最後の20秒間が救った多くの命 自衛隊機墜落事故の真実



1999年(平成11年)11月22日に自衛隊の航空機墜落事故が発生した。

当日、47歳男性二等空佐と48歳男性三等空佐の操縦によりT-33Aが入間基地を離陸。

航空自衛隊のベテランパイロット2名がT-33Aによる年次飛行(デスクワークパイロットなどが年間に定められた飛行時間を確保し技量を維持するための訓練)からの入間基地への帰投中にエンジントラブルが発生した。

離陸から40分後、脱出をしようとしたが、機首方向には狭山市の住宅地が広がっていた。

その20秒後、入間川河川敷に差し掛かったときに、射出座席により脱出したが、すでに機体はバランスを崩し、脱出に必要な高度を確保できない状態だった。

機体は送電線に接触しつつゴルフ場内に墜落した。

一方脱出したパイロット2名は、パラシュートによる減速効果が得られないまま、地上に激突して即死した。

墜落の直前まで2名は基地手前にある入間川沿いの住宅地や学校を避けるために操縦を続けた結果、脱出が遅れ共に殉職したと考えられている。

緊急脱出は、13時42分14秒及び同27秒に通報されたが、この時点では、事故機は住宅密集地上空を飛行していたこと。

事故機操縦者は、その時点で脱出することなく、入間川河川敷に接近するまで操縦を継続し、送電線接触直前の13時42分35秒前後に脱出したこと。

両パイロットが脱出不可能な段階になってからも脱出装置を作動させたことについては、脱出装置を担当した整備士が責任を感じないようにした配慮ではないかという見方もある。

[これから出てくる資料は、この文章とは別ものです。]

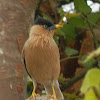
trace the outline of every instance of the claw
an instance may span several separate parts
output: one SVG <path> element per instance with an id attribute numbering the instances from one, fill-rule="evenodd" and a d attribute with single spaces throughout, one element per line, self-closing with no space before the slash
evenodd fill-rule
<path id="1" fill-rule="evenodd" d="M 40 96 L 39 94 L 36 94 L 36 93 L 35 93 L 35 90 L 36 90 L 36 87 L 34 87 L 33 92 L 32 92 L 32 95 L 29 97 L 30 99 L 33 98 L 34 100 L 36 100 L 36 97 L 37 97 L 37 96 L 38 96 L 38 97 Z"/>
<path id="2" fill-rule="evenodd" d="M 53 100 L 58 100 L 57 97 L 56 97 L 56 93 L 55 93 L 55 90 L 54 90 L 54 86 L 52 86 L 52 90 L 53 90 L 53 95 L 49 95 L 48 94 L 47 97 L 48 98 L 53 98 Z"/>

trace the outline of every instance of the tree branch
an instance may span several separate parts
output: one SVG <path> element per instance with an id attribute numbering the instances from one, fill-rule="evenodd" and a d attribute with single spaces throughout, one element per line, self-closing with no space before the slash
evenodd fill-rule
<path id="1" fill-rule="evenodd" d="M 89 68 L 90 69 L 90 68 Z M 62 84 L 61 90 L 64 91 L 67 88 L 69 88 L 70 86 L 72 86 L 74 83 L 76 83 L 77 81 L 79 81 L 80 79 L 82 79 L 84 77 L 84 75 L 86 74 L 86 72 L 88 71 L 88 69 L 86 69 L 85 71 L 83 71 L 81 74 L 75 76 L 72 80 L 67 81 L 67 82 L 60 82 L 60 84 Z"/>
<path id="2" fill-rule="evenodd" d="M 62 58 L 60 60 L 60 62 L 63 62 L 63 61 L 66 61 L 66 60 L 70 60 L 70 59 L 76 59 L 76 58 L 80 58 L 81 56 L 70 56 L 70 57 L 65 57 L 65 58 Z"/>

航空自衛隊では、「制御不能なら脱出せよ、ただし民家に被害がないように」と教育していた。

最終的に、パイロットおよび整備員に過失はなかったとして、2002年(平成14年)9月に埼玉県警察および狭山警察署は、被疑者不詳のまま航空危険容疑で浦和地方検察庁に送検した。この時点までに、両パイロットともさらに1階級特進し、それぞれ空将補・一等空佐となっている。